Algorithms

The most important parts of a speaker recognition system are the feature extraction and the classification method. The aim of the feature extraction step is to strip unnecessary information from the sensor data and convert the properties of the signal which are important for the pattern recognition task to a format that simplifies the distinction of the classes. Usually, the feature extraction process reduces the dimension of the data in order to avoid the "curse of dimensionality". The goal of the classification step is to estimate the general extension of the classes within feature space from a training set.
  1. Feature Extraction

    Often, mel frequency cepstral coefficients (MFCC) are used. These features are well-known in the field of speech recognition also, therefore, they can be regarded as the "standard" features in speaker as well as speech recognition. However, experiments show that the parameterization of the MFC coefficients which is best for discriminating speakers is different from the one usually used for speech recognition applications. For example, speaker recognition error rates might be reduced if the "standard" MFCC feature dimension for speech recognition is increased.

    The feature recognition process cuts the digitized audio signal, i.e. the sequence of sample values, into overlapping windows of equal length. The cut-out portions of the signal are called "frames", they are extracted out of the original signal every 10 or 20 ms. The length of a frame is about 30 ms. For speaker recognition tasks, sometimes longer frames are used in comparison to the feature extraction method used for speech recognition in order to increase spectral resolution. Each frame in the time domain is transformed to a MFCC vector. Therefore, the original speech signal is converted into a sequence of feature vectors, each vector representing cepstral properties of the signal within the corresponding window. The feature vector sequences of training and test utterances are the inputs of the classification step of a speaker recognition system, which is now described in more detail.

  2. Classification

    In regard to the choice of the classification method, the kind of application of the speaker recognition system is crucial.

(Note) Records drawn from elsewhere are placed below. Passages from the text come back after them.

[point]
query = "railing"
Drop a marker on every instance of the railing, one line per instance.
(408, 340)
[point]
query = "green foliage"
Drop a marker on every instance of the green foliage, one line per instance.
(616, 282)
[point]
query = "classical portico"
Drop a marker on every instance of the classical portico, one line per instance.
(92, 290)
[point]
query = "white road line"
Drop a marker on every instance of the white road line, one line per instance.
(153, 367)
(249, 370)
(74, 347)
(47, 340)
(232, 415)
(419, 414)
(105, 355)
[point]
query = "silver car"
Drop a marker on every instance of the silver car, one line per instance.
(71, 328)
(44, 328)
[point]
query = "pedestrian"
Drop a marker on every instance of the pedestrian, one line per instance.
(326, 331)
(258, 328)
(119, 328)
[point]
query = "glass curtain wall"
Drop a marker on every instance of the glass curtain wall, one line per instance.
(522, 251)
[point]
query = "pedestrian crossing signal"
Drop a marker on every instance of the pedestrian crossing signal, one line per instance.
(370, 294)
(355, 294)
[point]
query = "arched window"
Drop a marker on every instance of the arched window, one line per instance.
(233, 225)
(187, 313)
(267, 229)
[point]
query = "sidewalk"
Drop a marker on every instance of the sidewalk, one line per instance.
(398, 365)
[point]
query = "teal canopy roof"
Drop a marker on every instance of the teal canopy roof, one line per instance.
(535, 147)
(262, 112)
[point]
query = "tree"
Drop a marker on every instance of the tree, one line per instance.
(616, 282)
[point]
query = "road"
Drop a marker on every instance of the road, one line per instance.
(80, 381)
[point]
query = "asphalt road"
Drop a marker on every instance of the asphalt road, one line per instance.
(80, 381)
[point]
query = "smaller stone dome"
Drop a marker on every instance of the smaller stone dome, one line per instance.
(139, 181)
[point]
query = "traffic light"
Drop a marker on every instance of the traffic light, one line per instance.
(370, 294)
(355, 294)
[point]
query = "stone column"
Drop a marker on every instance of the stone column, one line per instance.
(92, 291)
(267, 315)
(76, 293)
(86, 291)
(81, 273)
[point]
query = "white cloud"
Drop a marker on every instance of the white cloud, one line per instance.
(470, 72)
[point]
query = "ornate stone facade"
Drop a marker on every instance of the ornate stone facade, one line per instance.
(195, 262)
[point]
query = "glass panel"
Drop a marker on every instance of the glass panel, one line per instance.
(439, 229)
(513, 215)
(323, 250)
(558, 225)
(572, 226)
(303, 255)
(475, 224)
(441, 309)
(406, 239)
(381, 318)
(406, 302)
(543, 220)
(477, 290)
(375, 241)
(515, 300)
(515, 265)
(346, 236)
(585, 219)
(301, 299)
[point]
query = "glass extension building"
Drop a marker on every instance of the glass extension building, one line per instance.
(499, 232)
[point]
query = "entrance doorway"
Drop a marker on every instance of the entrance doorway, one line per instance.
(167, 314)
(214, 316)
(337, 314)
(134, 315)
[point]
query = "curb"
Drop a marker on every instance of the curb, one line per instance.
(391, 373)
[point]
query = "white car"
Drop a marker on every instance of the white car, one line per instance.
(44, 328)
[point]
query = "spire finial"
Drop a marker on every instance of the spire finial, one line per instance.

    For text independent recognition, speaker specific vector quantization codebooks or the more advanced gaussian mixture models are used most often. For text dependent recognition, dynamic time warping or hidden markov models are appropriate.

    • Text independent recognition

      Vector quantization is a technique which is also used for speech coding. The training material is used to estimate a code book. This includes mean vectors of feature vector clusters which are given indizes in order to identify them. For compression of speech, the index number of the nearest cluster is used instead of the original feature vector. In order to be able te reconstruct the original signal, a revertable feature computation method has to be chosen (i.e. the MFCC features described above cannot be used for speech coding). The quantization error in feature space is the mean distance between original feature vectors and nearest mean vectors (i.e. the feature used for reconstruction). Obviously, the quantization error depends on the similarity between training material used for estimation of the codebook and the audio signal that is compressed. For example, if a code book is trained using speech signals, the compression of music with this code book will result in a poor reconstruction for a listener as well as in regard to the quantization error.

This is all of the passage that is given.